Friday, November 14, 2008

Real Estate IRA Investing

IRAs that invest in the stock market can lose value when the market falls. However, real estate almost always increases in value. While some workers have to put off retirement when their IRAs lose value, others are investing their IRAs in real estate and retiring on or even ahead of schedule.

Change the custodian of your IRA. Most banks and brokerages aren't set up to buy and manage real estate for IRAs.

Know the rules for buying real estate. These are very important, because if you use your IRA funds to buy the wrong property or commit some other violation of the rules regarding real estate and IRAs, the financial consequences could be devastating.

Remember that you can't deduct depreciation on your real estate. It's possible that the benefit to your IRA is worth the loss of this deduction on your tax return.

Avoid mortgaging your real estate. If you do, you won't be able to shelter the income generated by your real estate.

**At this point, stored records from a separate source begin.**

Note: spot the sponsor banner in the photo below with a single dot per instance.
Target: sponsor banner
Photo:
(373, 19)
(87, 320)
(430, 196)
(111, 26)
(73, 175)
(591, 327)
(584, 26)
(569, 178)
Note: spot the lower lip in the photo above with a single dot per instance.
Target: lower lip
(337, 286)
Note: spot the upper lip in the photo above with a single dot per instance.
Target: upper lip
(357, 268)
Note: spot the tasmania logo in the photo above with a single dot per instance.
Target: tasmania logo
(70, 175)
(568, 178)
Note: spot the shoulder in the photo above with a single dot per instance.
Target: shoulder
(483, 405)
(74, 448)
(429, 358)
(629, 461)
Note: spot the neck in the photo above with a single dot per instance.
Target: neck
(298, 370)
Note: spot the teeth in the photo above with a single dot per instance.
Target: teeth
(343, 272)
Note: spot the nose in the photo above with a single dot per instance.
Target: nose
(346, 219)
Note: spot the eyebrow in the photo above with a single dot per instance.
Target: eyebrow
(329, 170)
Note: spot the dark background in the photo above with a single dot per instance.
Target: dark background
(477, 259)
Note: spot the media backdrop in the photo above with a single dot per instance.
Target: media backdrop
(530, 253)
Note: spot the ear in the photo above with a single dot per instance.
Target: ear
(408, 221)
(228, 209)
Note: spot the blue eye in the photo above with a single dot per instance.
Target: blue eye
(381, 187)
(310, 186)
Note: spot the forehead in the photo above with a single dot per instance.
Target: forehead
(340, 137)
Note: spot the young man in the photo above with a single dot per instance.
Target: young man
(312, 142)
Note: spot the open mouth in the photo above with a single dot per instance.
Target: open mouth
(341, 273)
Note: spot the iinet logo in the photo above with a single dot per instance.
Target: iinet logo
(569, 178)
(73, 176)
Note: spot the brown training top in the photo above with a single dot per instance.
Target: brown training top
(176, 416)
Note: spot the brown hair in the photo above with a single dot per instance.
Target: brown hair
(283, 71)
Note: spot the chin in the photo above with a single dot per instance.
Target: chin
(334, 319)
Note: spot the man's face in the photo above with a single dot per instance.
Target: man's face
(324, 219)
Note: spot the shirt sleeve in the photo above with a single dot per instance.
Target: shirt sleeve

Even if you only use a mortgage to pay for part of the purchase, you won't be able to shelter a corresponding part of the income from the real estate.

Make any repairs or improvements to your property with funds from your IRA only. This means that you'll probably have to have some cash value in your IRA that you can withdraw for these expenses.

Consider investing in a real estate investment trust (REIT), which lets you invest in real estate without the pitfalls of buying and managing the property yourself. Be aware, however, that the overhead costs of buying real estate this way can be considerable; they may even wipe out any income you receive from the investment.